I used to believe Connor would be the person to know me better than anyone, but now all I know is how much he resented my dark, ugly pieces.
“And there’s a real beauty in that, yeah?
” Connor carries on, my blood boiling. “In that pain of caring so deeply about something—someone—but letting go because it’s what’s best for everyone.
That idea—that nostalgia for a love you want with a partner so badly but realize they aren’t the person you made up in your head—the beauty in letting them go, has really inspired my next single. ”
“Are you going to play that single for us tonight?” Danny coaxes. The crowd goes wild.
Connor blushes again, dragging a palm across the back of his neck. “Only if they want me to.” He flicks a wrist at the audience. The applause could rupture an eardrum.
“I think that’s a yes,” Danny says with a smile that belongs in toothpaste commercials.
Things move quickly from there, the cameras switching to the house band as they play a jaunty beat before fading out. The shot focuses on a dark stage, the lighting midnight blue, Connor’s tall silhouette looking otherworldly in the center.
With a striking flourish, the lights illuminate his face. One hand cradles the microphone as he adjusts it, the other gripping the neck of his guitar.
After a dramatic pause, both hands move to the guitar, and he starts strumming, the acoustics deep and rumbly, an accompanying piano joining in after a measure.
There’s something familiar about the melody, like a rhythm from a dream, warped somehow but tugging at a memory all the same.
My eyebrows furrow, shoulders hunching forward as I lean toward the speakers. Where do I know it from?
A gentle percussion joins in, and the notes swirl in my head, even more familiar, but swollen in a way I don’t recognize. What damn song is this?
Connor grips one large hand around the mic again, leaning in, voice raspy as he presses his lips close and begins to sing:
The cracks in my ceiling
Are a map to our memories.
The innocent first days
All the things we could be.
The tempo is slower, but realization slams through me.
It strikes deep in my chest,
A bolt from the blue.
I should lay it to rest,
But damn, how I wanted to love you.
I see red as the instruments pick up emotion, Connor stepping forward so he’s straddling the mic stand as he (over)sings the next verse:
You weren’t my dream, just an illusion,
A house but not my home.
On shaky ground with perpetual frown
I watched you tear down my delusion.
The truth twists through me like a knife, white hot and violent as betrayal rips down my spine.
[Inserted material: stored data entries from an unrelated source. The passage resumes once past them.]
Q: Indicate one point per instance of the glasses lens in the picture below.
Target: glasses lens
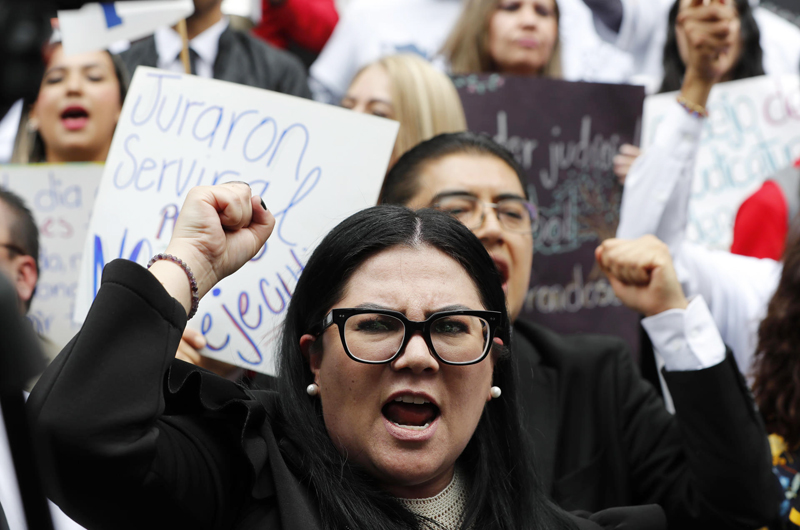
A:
(373, 337)
(515, 215)
(465, 209)
(459, 338)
There’s no way he could be this evil.
There’s a guitar solo here, one I could play in my sleep, despite that bastardized beat and addition of a major key. And then he sings the next lines:
That you were the one,
Oh baby, why’d you have to run?
I feel Darcy’s and Harry’s eyes on me, my skin burning with an anger that can’t be safe for a single body to hold. I jerk to standing, hands tensed into claws at my side as I continue to stare at the screen.
“Oh, Cubby,” Darcy says. Harry puts his hand back on my shoulder, but I flinch away, his pity not helpful.
Nothing will ever be helpful.
Because Connor McCabe just stole my lyrics on live TV and is singing them to millions of viewers.